みちのく砂丘Ⅱ

仕事とあまり関係ないことについて書きます。

東京五輪2020 女子バド・ダブルス ナガマツペアの準々決勝敗退(7.29)

優勝候補だったはずのナガマツペアも準々決勝で敗退。

この試合も(たぶん大会期間中は)NHKのサイトで見られます。

バドミントンの競技日程・スケジュール | 東京2020オリンピック | NHK

 

7月29日女子ダブルス準々決勝をクリックすれば試合の動画があります。

 

相手は、長身で落ち着いてるほうがキム・ソヨン(仁川国際空港)、やたら気合いが入ってるほうがコン・ヒヨン(全北銀行)だそうです。

桃田が負けた試合と同じく、韓国ペアはとにかく強打が多い。あと決めたときにめっちゃ叫ぶ。

特にコン・ヒヨンは銀行勤務のようですが「こんな銀行員がいたら嫌だ」というネタにできそうなくらい金切り声がすごいですね(マンドレイクみたい、とか言ったら怒られるかもしれませんが)。

 

ただ、桃田の負け方よりも惜しくて、最後はどっちが勝ってもおかしくなかったです。

 

敗因は(新聞記事とかの受け売りですけど)めっちゃ研究されてたことと、日本人女子にはあまり強打タイプの人がおらず、コロナ禍で海外遠征の機会が潰れたりしたことで、強打タイプの外国人ペアと当たった時のカンが十分に戻っていなかったこと、のようですね。

 

実際見ていても、特に松本のレシーブミスが多いのが試合の雰囲気に影響していて、スマッシュが体の正面に来た時に、フォアハンド・バックハンドのどちらで返すのか、オーバーハンド・アンダーハンドのどちらで返すのか(ちなみに韓国ペアはバックハンドで返すのが上手い)の一瞬の選択と重心の移動を迷ってしまっているのか、返せていないミスは、特に3ゲーム目で目立ちました。
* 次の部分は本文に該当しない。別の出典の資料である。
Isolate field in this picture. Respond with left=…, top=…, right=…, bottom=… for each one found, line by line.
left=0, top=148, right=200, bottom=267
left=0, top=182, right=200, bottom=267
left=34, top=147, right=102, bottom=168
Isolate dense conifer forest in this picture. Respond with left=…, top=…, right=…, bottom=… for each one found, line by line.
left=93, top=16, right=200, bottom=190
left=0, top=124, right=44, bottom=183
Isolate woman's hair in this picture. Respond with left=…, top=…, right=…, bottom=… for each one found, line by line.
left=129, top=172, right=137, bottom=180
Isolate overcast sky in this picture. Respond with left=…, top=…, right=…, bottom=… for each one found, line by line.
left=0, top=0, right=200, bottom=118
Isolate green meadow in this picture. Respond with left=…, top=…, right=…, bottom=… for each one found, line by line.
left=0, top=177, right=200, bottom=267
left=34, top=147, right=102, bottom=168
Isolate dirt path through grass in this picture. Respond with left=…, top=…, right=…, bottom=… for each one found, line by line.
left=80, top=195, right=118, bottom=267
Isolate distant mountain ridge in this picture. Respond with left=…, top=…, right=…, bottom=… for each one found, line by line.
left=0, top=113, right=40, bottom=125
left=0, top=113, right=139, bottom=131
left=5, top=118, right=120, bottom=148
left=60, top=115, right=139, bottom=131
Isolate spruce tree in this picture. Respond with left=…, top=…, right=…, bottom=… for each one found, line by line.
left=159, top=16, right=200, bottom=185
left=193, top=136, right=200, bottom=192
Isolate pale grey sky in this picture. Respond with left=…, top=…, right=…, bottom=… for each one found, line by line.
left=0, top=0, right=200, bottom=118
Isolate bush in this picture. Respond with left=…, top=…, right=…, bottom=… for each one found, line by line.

一般的に、長身の選手はリーチの長さの代わりに懐に来る球には弱いとされているのですが、その通りの結果になっています。

ファイナルゲーム(3ゲーム目)は動画で言うと47分からですが、0-2 からのラリー や 2-5 からのラリーで対応できていないところを見せてしまい、それが終盤になって効いてきている感じですね。11-13からのラリー、12-13からのラリー(これは勝ってますが)、13 - 16からのラリー、14 ‐ 16 からのラリー、15 - 18 からのラリー、17 - 19からのラリー、18 - 20からのラリーであからさまに狙われてます。

 

これも相手ペアは研究してたんだと思いますね。松本の場合、コースを突くんじゃなくて正面を狙えば意外とミスするってのを。ちなみにこの韓国ペアは次戦で中国ペアに敗退してます。中国ペアは正面へのスマッシュの返しもしっかりしてました。

 

最後あと1点で日本が勝てる場面でのロングサービス連発も、狙われて格好のスマッシュの機会を与えてる感はあったんですが、ショートサーブミスも怖いところだから、ギリギリの選択として仕方ないのかなと。

ただ、スマッシュを打たせてラリーに持ち込むというロングサービスからの戦法と、先に書いた松本の正面でのスマッシュレシーブの苦手さとの食い合わせが悪くて、22 ‐ 23 からのラリーとか 24 - 25 からのラリーでは完璧に狙われてますね。

注目は 26-26 からのラリー(動画01:18:45から)。

この時の韓国ペアの合計7打(サーブ除く)の4打目以降は全部スマッシュで松本が狙われてます。すごいのが、松本の苦手な正面、正面、正面…と来て、次も松本が正面を予想して構えたところで、大きく松本の左側を狙ってるんですよね。

正面で構えようとしてた松本が対応できなくて見送ってますが、これは韓国ペアの戦略が見事というほかない。

 

敵の研究と健闘を称えるべきですけど、日本が負けた遠因はコロナのせいかな…。

桃田が陽性になったので日本代表のタイ遠征が1月に中止になってるんですが、それが響いた感はあると思います。

バドミントンに関しては、やっぱりコロナ禍での五輪なんかやるべきじゃなかったと思いますね。